« Même pas 10% de vérité… »

Les paradoxes de la justice pénale internationale selon le professeur Damien Scalia dans «Génocidaire(s), éditions Dalloz, 2023

Appliquer le droit hors de tout contexte alors qu’on parle de crimes de guerre, nommer et exclure des « monstres » là où il y a des actes commis par une masse, autant de paradoxes soulevés par le professeur Damien Scalia au sujet de la justice pénale internationale.

Professeur de droit à l’Université libre de Bruxelles, Damien Scalia vient de donner une conférence à l’UNIL (où il est professeur invité en droit pénal humanitaire) au sujet des limites de la justice internationale pénale, sur la base de son livre Génocidaire(s).

Un récit unique émane de la justice pénale internationale : à première vue, tout irait donc pour le mieux, on tiendrait les vrais coupables, les monstres, et la société tout entière accepterait cette vision unifiée. On comprend que, dans cette perspective volontairement naïve, qui se positionne au-dessus des réalités du terrain, la version des accusés (condamnés ou finalement acquittés) ne soit pas écoutée, au risque d’entretenir un sentiment d’injustice dans une partie de la population, un peu comme si la guerre civile se poursuivait devant le tribunal.

Une présence invisible

« Les victimes doivent être prises en compte avant les auteurs, mais l’histoire n’est pas unilatérale », soutient Damien Scalia.
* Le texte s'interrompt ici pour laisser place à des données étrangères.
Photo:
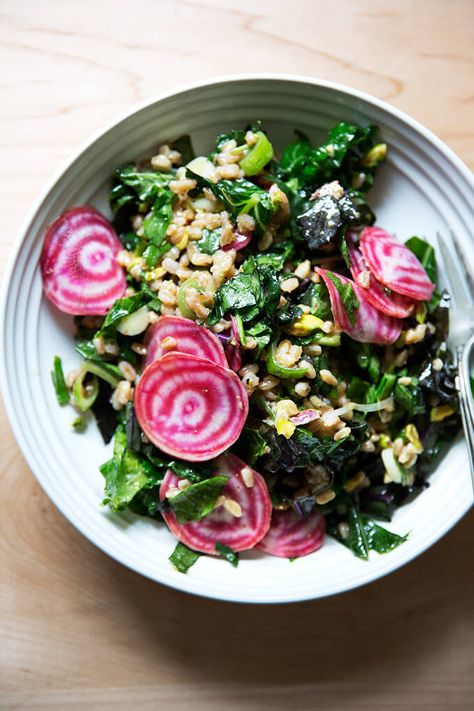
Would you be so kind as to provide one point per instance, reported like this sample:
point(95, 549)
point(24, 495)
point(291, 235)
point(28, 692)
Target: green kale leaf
point(426, 255)
point(348, 297)
point(197, 500)
point(59, 383)
point(231, 556)
point(363, 535)
point(126, 474)
point(253, 292)
point(210, 241)
point(122, 308)
point(183, 558)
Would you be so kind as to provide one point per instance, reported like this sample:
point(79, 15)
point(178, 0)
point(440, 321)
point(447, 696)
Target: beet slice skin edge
point(188, 338)
point(370, 326)
point(238, 532)
point(291, 536)
point(190, 407)
point(392, 304)
point(394, 265)
point(81, 275)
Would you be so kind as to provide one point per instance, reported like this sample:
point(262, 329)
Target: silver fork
point(461, 331)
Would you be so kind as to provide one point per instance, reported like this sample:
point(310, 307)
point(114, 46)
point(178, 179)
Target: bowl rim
point(429, 135)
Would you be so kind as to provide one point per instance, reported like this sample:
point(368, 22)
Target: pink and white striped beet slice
point(187, 337)
point(239, 533)
point(291, 536)
point(81, 275)
point(394, 265)
point(394, 304)
point(370, 326)
point(190, 407)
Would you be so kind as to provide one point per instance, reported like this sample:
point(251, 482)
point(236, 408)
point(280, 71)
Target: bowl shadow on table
point(394, 625)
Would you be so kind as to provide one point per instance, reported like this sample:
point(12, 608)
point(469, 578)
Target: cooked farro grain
point(247, 477)
point(302, 388)
point(268, 382)
point(328, 377)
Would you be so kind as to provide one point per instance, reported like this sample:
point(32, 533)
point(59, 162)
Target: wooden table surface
point(77, 630)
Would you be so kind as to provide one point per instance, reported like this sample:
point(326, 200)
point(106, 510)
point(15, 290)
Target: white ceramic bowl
point(422, 188)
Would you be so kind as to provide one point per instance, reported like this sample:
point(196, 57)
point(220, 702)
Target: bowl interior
point(421, 189)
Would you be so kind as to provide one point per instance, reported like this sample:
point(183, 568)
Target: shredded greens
point(337, 427)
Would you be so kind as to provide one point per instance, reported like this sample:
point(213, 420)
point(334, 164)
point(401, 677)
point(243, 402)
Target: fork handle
point(466, 399)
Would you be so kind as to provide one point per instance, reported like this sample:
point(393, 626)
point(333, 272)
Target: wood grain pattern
point(77, 630)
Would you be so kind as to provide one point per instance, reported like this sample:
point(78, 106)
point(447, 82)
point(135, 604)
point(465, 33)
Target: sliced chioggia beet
point(392, 304)
point(190, 407)
point(181, 335)
point(240, 519)
point(291, 536)
point(81, 275)
point(394, 265)
point(357, 317)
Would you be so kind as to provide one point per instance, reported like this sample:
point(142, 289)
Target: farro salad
point(271, 365)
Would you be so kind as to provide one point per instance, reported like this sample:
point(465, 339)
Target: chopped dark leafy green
point(322, 222)
point(254, 292)
point(304, 449)
point(251, 445)
point(145, 186)
point(277, 256)
point(104, 413)
point(126, 474)
point(155, 226)
point(361, 535)
point(60, 387)
point(341, 157)
point(197, 500)
point(183, 558)
point(231, 556)
point(303, 199)
point(122, 308)
point(317, 298)
point(241, 197)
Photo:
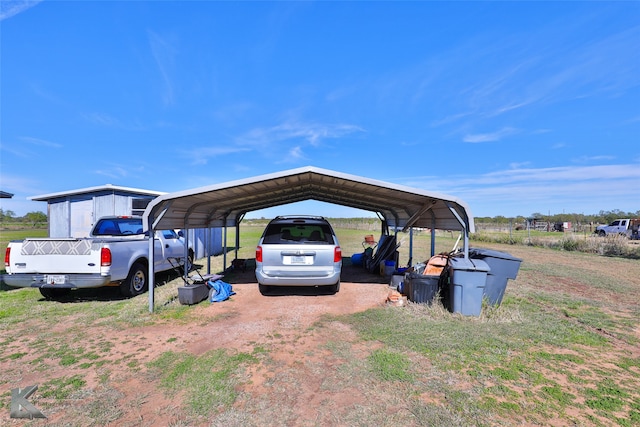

Dans son livre, il donne la parole à plusieurs auteurs jugés par le Tribunal pénal international pour l’ex-Yougoslavie et une justice équivalente pour le Rwanda. On peut lire leurs propos tels quels, ce qui donne parfois la sensation étrange de partager leur désarroi. En effet, la plupart ne se reconnaissent pas dans leur acte d’accusation, qui accumule selon eux des charges mensongères ou exagérées, partagées par d’autres dans un contexte social, culturel, historique, et dans le chaos de la guerre (avec des responsabilités souvent insaisissables, y compris aux postes de commandement).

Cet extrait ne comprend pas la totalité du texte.